Tutto è cominciato da un prodotto povero e potente: la lenticchia. Piccola, saporita, resistente come la gente che per secoli l’ha coltivata senza pesticidi sulle terrazze calcaree dell’altopiano. Divenuta Presidio Slow Food, la lenticchia di Santo Stefano è diventata il simbolo di una rinascita che parte dalla terra e dalla cura delle tradizioni. Ma il vero salto di paradigma si deve all’intuizione di Daniel Elow Kihlgren, imprenditore visionario che ha investito tempo, energie e risorse personali per trasformare il borgo in un’esperienza diffusa. Niente hotel convenzionali, niente nuovi volumi: le vecchie abitazioni sono state recuperate e trasformate in camere che conservano le stesse chiavi, gli stessi letti rialzati in lana grezza, le stesse copertine fatte al telaio. Ogni dettaglio – dagli asciugamani ai saponi artigianali, dalle culle alle fornacelle – racconta un vissuto che non è finzione scenica, ma storia vera, sedimentata negli intonaci e nelle travi scricchiolanti.
Quello che si è creato a Santo Stefano è un modello di ospitalità radicale e poetica insieme, dove l’ospite non viene a soggiornare, ma a vivere, a toccare con mano la quotidianità di una civiltà montana che resiste. Non è un museo, ma una comunità che, seppur ridotta a poco più di un centinaio di abitanti, continua a tramandare memoria e cultura materiale. Il marketing qui non è uno strumento per vendere, ma un modo per raccontare – con rispetto e precisione – un paesaggio interiore prima ancora che esteriore.
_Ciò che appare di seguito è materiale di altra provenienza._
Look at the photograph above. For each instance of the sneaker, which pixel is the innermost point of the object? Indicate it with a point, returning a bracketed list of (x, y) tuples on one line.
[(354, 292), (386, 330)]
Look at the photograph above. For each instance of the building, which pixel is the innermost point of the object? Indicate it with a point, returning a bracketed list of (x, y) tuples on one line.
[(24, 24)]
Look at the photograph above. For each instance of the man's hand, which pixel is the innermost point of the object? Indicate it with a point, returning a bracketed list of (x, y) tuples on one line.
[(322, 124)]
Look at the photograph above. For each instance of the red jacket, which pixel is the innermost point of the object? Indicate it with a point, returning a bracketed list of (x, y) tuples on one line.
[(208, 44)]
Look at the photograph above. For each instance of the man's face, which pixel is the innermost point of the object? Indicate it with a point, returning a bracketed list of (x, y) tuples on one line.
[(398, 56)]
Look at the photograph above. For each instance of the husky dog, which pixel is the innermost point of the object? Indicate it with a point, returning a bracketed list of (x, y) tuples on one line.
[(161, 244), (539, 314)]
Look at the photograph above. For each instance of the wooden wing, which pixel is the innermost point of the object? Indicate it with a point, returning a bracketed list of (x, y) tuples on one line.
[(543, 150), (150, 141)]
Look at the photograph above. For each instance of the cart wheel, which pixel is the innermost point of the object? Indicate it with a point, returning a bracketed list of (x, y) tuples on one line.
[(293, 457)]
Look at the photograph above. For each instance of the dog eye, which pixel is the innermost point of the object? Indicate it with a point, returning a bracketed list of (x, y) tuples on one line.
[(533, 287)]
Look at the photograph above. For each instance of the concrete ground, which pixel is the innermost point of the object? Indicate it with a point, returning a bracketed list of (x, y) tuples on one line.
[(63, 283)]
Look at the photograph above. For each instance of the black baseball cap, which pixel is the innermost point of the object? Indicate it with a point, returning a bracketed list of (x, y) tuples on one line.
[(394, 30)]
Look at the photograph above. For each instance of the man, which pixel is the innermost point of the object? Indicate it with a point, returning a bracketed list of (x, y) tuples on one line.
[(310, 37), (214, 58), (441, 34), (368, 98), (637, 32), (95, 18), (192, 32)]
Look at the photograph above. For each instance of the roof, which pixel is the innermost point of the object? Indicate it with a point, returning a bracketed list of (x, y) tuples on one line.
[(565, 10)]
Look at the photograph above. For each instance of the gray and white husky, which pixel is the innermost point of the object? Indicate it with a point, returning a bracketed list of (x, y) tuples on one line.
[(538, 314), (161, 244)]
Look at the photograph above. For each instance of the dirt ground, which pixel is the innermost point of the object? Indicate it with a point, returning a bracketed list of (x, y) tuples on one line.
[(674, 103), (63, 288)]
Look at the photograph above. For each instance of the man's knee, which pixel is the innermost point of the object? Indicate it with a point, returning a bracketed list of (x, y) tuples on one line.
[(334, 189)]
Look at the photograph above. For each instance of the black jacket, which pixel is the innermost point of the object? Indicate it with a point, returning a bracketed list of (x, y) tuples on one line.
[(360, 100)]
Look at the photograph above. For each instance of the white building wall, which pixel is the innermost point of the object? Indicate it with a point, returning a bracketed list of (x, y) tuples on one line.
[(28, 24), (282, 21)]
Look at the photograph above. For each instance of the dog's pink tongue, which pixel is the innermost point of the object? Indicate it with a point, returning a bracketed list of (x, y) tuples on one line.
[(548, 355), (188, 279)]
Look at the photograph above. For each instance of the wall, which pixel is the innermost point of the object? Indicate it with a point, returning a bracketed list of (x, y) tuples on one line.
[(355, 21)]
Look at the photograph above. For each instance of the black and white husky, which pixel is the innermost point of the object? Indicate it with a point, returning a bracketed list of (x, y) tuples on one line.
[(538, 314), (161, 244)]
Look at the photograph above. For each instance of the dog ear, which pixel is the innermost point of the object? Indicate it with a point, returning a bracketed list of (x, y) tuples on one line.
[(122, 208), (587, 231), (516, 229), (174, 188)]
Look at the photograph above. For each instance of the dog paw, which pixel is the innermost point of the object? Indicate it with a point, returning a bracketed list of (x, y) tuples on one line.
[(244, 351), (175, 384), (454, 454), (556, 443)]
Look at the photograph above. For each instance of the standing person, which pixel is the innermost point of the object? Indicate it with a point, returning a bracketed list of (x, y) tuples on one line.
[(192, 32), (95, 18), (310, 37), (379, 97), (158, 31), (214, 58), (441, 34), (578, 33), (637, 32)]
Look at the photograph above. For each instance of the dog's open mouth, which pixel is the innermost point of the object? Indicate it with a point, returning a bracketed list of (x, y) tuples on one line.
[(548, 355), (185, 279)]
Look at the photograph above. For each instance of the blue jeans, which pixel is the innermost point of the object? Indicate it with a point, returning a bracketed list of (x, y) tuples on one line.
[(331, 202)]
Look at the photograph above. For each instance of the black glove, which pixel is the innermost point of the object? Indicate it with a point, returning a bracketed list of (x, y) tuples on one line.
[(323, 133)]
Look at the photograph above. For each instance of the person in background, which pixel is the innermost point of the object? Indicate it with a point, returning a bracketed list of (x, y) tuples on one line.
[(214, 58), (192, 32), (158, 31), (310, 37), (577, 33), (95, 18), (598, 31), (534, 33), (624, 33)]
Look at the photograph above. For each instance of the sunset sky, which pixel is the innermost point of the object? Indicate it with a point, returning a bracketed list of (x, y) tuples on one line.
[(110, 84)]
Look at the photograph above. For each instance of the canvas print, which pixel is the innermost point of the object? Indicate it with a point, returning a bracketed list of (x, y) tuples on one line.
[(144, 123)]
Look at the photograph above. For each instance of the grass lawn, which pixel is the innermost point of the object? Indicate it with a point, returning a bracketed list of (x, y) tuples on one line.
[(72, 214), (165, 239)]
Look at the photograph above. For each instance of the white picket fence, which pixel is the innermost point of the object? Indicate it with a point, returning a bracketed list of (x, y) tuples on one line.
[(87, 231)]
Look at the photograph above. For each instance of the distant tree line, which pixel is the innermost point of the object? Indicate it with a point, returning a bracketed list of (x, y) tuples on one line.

Ogni camera è una microstoria, ogni pasto una narrazione, ogni scorcio una fotografia mentale che rimane impressa.
La narrazione di questo luogo ha saputo farsi internazionale senza mai snaturarsi. Ha attirato viaggiatori slow, appassionati di enogastronomia autentica, creativi in cerca di ispirazione. La strategia ha abbracciato anche la dimensione digitale, con video emozionali, contest fotografici, pacchetti esperienziali che mescolano trekking, artigianato, degustazioni e racconti. Ma soprattutto, ha saputo fare rete con il territorio, creando sinergie con borghi vicini, scuole di cucina, guide del Parco. E come se non bastasse, ha inserito un forte elemento etico: una parte degli utili generati dall’albergo diffuso è destinata all’Associazione Sextantio, che finanzia progetti sanitari per le fasce più povere del pianeta, a partire da oltre 10.000 assicurazioni sanitarie di base garantite in Rwanda.
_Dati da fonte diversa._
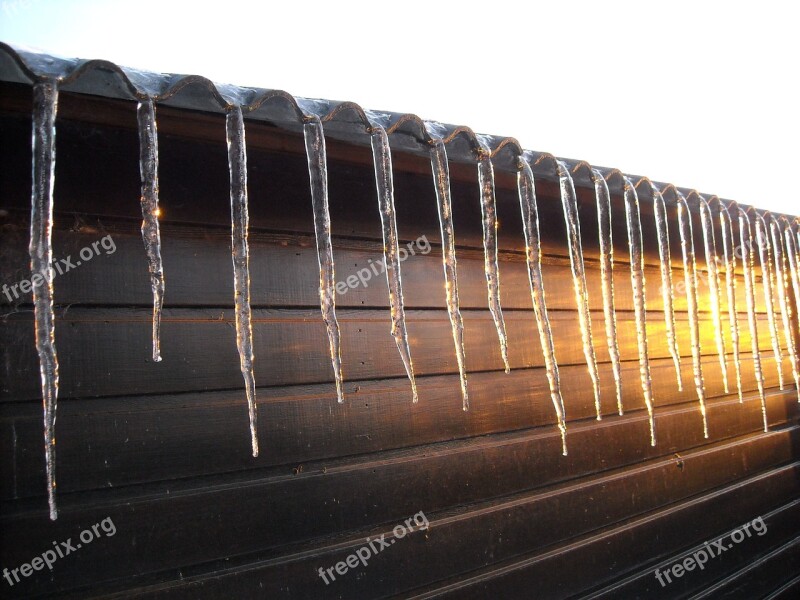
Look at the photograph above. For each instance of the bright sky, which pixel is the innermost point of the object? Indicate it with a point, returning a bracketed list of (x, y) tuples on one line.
[(701, 94)]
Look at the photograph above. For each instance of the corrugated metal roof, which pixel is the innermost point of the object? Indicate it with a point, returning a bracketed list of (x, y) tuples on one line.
[(345, 121)]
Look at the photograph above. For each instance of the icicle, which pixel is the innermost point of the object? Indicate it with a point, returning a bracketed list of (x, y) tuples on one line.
[(441, 180), (634, 225), (783, 284), (746, 241), (662, 232), (382, 158), (794, 269), (767, 284), (710, 247), (569, 203), (533, 253), (728, 249), (237, 163), (489, 216), (603, 199), (45, 105), (318, 176), (148, 170), (690, 281)]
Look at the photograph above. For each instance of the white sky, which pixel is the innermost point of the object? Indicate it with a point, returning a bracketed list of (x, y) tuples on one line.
[(701, 94)]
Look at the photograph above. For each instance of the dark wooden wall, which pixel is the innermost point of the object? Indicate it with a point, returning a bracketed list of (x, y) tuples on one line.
[(163, 449)]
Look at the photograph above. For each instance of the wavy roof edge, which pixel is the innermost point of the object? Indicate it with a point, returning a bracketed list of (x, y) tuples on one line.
[(343, 120)]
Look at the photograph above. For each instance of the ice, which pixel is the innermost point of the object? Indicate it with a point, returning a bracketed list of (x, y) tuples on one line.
[(441, 181), (690, 281), (634, 226), (569, 203), (533, 253), (237, 163), (603, 199), (45, 105), (148, 169), (382, 158), (318, 176)]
In un’epoca in cui tutto scorre velocemente, Santo Stefano di Sessanio ha scelto la lentezza come valore. Ha costruito una proposta turistica solida partendo da un seme – quello della lenticchia – e da un’intuizione imprenditoriale che ha saputo ascoltare le pietre. La sfida, oggi, è mantenere questo equilibrio delicato tra poesia e impresa, tra sostenibilità economica e rispetto per il genius loci. In questo borgo, ogni ospite diventa un personaggio che attraversa un racconto più grande di lui, fatto di camini, scale ripide, materassi duri e silenzi profondi. Un racconto che non ha bisogno di effetti speciali, ma solo di essere vissuto.